Меня как будто что-то в сердце толкнуло. Мысль, что я мог ее увидеть и не увидел и не увижу ее никогда, — эта горькая мысль впилась в меня со всею силою неотразимого упрека. «Умерла!» — повторил я, тупо глядя на швейцара, тихо выбрался на улицу и пошел не зная сам куда. Всё прошедшее разом всплыло и встало передо мною. И вот чем разрешилась, вот к чему, спеша и волнуясь, стремилась эта молодая, горячая, блистательная жизнь! Я это думал, я воображал себе эти дорогие черты, эти глаза, эти кудри — в тесном ящике, в сырой подземной тьме — тут же, недалеко от меня, пока еще живого, и, может быть, в нескольких шагах от моего отца… Я всё это думал, я напрягал свое воображение, а между тем:
Из равнодушных уст я слышал смерти весть,
И равнодушно ей внимал я, —
звучало у меня в душе.
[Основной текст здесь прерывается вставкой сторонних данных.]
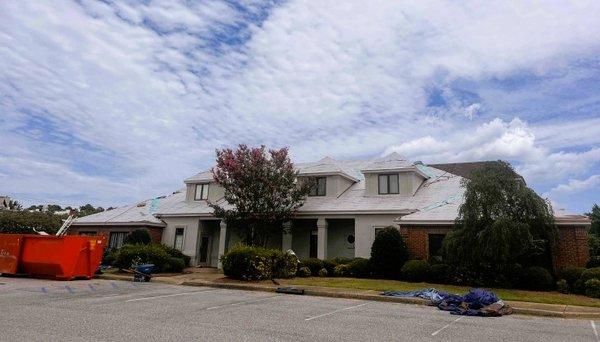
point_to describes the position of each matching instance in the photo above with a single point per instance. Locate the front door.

О молодость! молодость! тебе нет ни до чего дела, ты как будто бы обладаешь всеми сокровищами вселенной, даже грусть тебя тешит, даже печаль тебе к лицу, ты самоуверенна и дерзка, ты говоришь: я одна живу — смотрите! а у самой дни бегут а исчезают без следа и без счета, и всё в тебе исчезает, как воск на солнце, как снег… И, может быть, вся тайна твоей прелести состоит не в возможности всё сделать, а в возможности думать, что ты всё сделаешь, — состоит именно в том, что ты пускаешь по ветру силы, которые ни на что другое употребить бы не умела, — в том, что каждый из нас не шутя считает себя расточителем, не шутя полагает, что он вправе сказать: «О, что бы я сделал, если б я не потерял времени даром!»
Вот и я… на что я надеялся, чего я ожидал, какую богатую будущность предвидел, когда едва проводил одним вздохом, одним унылым ощущением на миг возникший призрак моей первой любви?
А что сбылось из всего того, на что я надеялся? И теперь, когда уже на жизнь мою начинают набегать вечерние тени, что у меня осталось более свежего, более дорогого, чем воспоминания о той быстро пролетевшей, утренней, весенней грозе?
Но я напрасно клевещу на себя. И тогда, в то легкомысленное молодое время, я не остался глух на печальный голос, воззвавший ко мне, на торжественный звук, долетевший до меня из-за могилы. Помнится, несколько дней спустя после того дня, когда я узнал о смерти Зинаиды, я сам, по собственному неотразимому влечению, присутствовал при смерти одной бедной старушки, жившей в одном с нами доме. Покрытая лохмотьями, на жестких досках, с мешком под головою, она трудно и тяжело кончалась. Вся жизнь ее прошла в горькой борьбе с ежедневной нуждою; не видела она радости, не вкушала от меду счастия — казалось, как бы ей не обрадоваться смерти, ее свободе, ее покою? А между тем пока ее ветхое тело еще упорствовало, пока грудь еще мучительно вздымалась под налегшей на нее леденящей рукою, пока ее не покинули последние силы, — старушка всё крестилась и всё шептала: «Господи, отпусти мне грехи мои», — и только с последней искрой сознания исчезло в её главах выражение страха и ужаса кончины. И помню я, что тут, у одра этой бедной старушки, мне стало страшно за Зинаиду, и захотелось мне помолиться за нее, за отца — и за себя.